JoAnn Lee carries a folder with pictures of her daughter. Candance Reed with a red shirt and pigtails posing with her second-grade class in Lorain, Ohio. Candance at her senior prom at Anacostia High School. Candance visiting Las Vegas. Candance posing with her dog Sampson.
And there’s the final picture, taken Friday. Candance Reed, dead at age 40, lying on a gurney in the D.C. morgue, a blue blanket pulled back to expose her face, her eyes closed, bruises visible on her cheek, chin and lips. Hidden from view are the stab wounds to her chest.
The 66-year-old Lee flew in from Ohio to claim the body of her daughter, killed early Friday outside the Macombo Lounge strip club in 16th Street Heights. Lee often took the morbid picture out during an interview with a small group of relatives. “I want to see my baby,” she explained.
“I can’t believe she died this way,” Lee said. “She was a good girl. No one deserves what happened to her. God gives life. God takes it away. Not us.” Of the D.C. police, Lee said: “I just hope they do their job well. I want to see justice.”
The family is planning a service this weekend at Greater Morning Star Apostolic Church in Largo. They want to bury her in Ohio, but Lee said they don’t have enough money to move her daughter’s body. They’ve set up a fund for donations through Bank of America.
Authorities said Lee was stabbed outside the club in the 5300 block of Georgia Avenue NW after a dispute.
It is not clear whether she was involved. She had gone there with a friend for a private birthday party.
Reed’s death was the first of two killings outside nightclubs in the past week. Early Monday, a Silver Spring man was fatally stabbed near Midtown Partyplex in Dupont Circle.

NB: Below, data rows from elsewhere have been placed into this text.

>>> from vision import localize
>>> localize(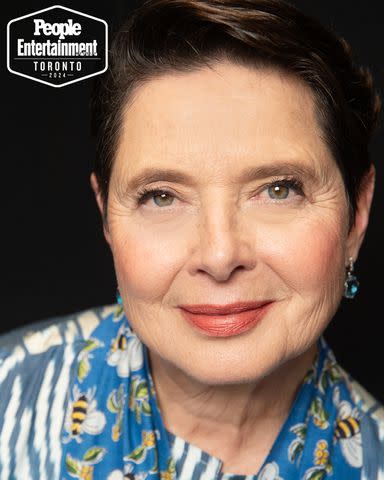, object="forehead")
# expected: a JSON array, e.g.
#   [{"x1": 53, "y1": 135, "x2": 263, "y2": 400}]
[{"x1": 115, "y1": 63, "x2": 330, "y2": 178}]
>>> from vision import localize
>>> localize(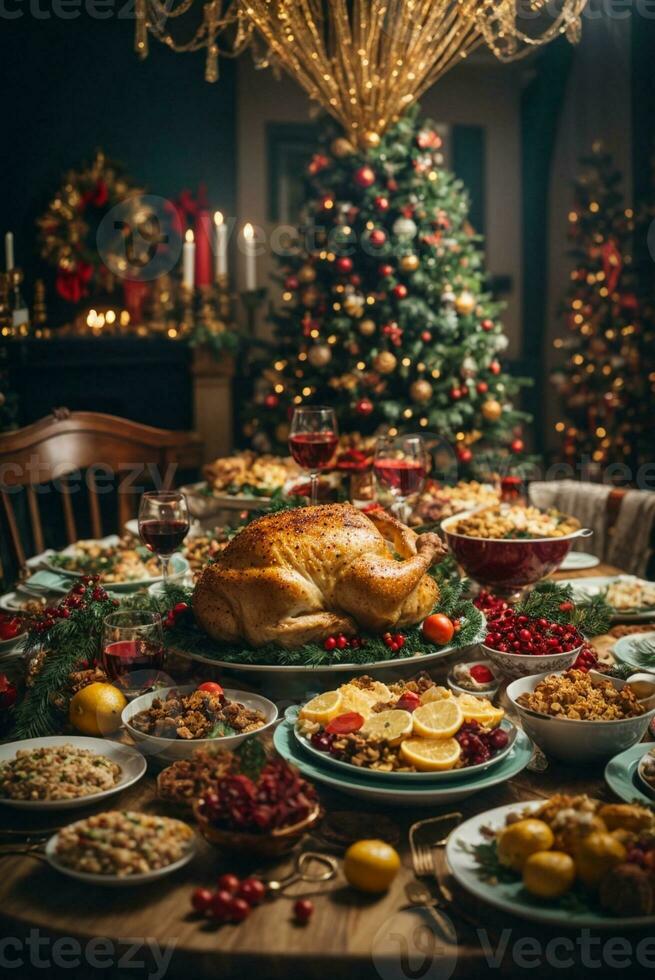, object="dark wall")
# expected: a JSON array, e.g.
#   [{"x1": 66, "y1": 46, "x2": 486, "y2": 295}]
[{"x1": 0, "y1": 14, "x2": 236, "y2": 288}]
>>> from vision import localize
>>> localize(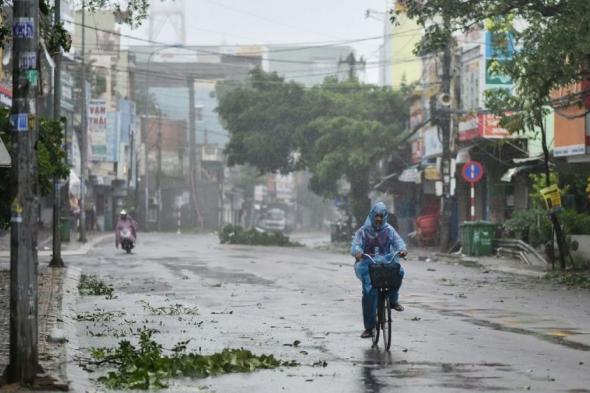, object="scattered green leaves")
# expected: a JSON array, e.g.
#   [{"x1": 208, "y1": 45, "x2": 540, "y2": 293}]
[
  {"x1": 219, "y1": 225, "x2": 301, "y2": 247},
  {"x1": 78, "y1": 274, "x2": 115, "y2": 299},
  {"x1": 545, "y1": 272, "x2": 590, "y2": 289},
  {"x1": 76, "y1": 309, "x2": 125, "y2": 322},
  {"x1": 91, "y1": 329, "x2": 298, "y2": 389},
  {"x1": 139, "y1": 300, "x2": 199, "y2": 315}
]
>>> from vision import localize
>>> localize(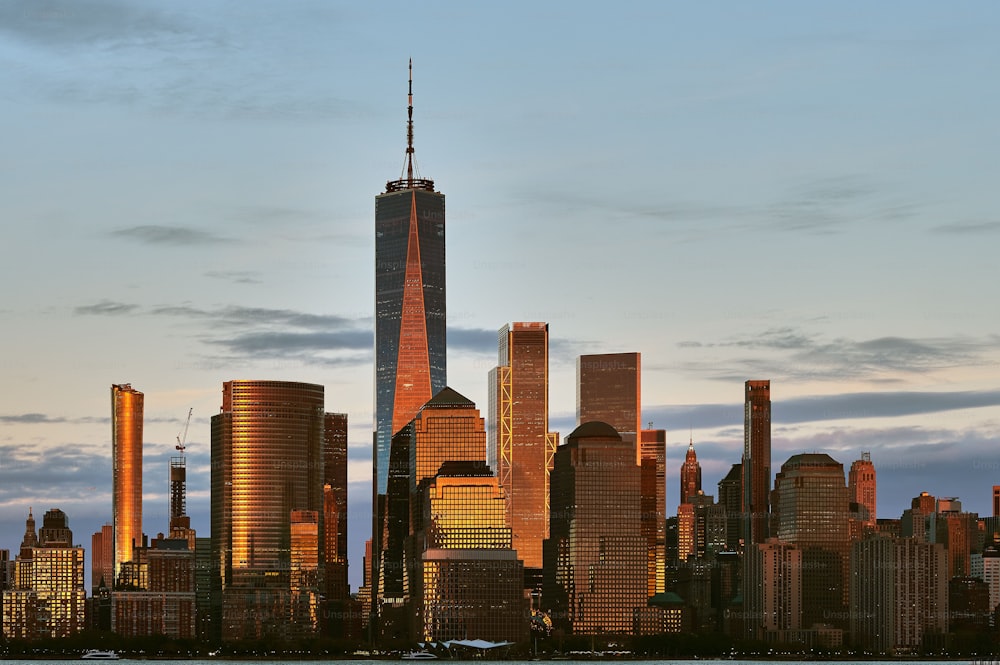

On Wednesday, Reed’s mother, sister and brother gathered to share stories of their loved one. They were angry with a man who told the news media last week that he was her boyfriend; they said she did not have a boyfriend. Meanwhile, others had gone on television claiming to be related.
Reed’s family said she was too trusting, willing to take in strangers to her apartment and quickly forgiving disloyalties. She had a small circle of friends, Lee said, but could easily be taken advantage of. She grew up in Lorain, 30 miles from Cleveland, but moved to the District as a teenager. She played the violin and graduated in 1992 from Anacostia High School, where she ran track. After that, she held various jobs, including as an airline ticket agent and bartender.
Most recently, she was taking classes in information technology.
Reed lived in Northwest Washington but traveled back to Ohio, most recently spending a month with her mother and other relatives. Hours before she died, she called her mom, who said she sounded as if she was crying. Reed told her she wasn’t, and her mother promised to call her back later.
Lee said she tried early Friday. “I didn’t get an answer,” the mother said. “I couldn’t get an answer because she couldn’t answer me.” A few hours later, her phone rang and she learned her youngest daughter was dead.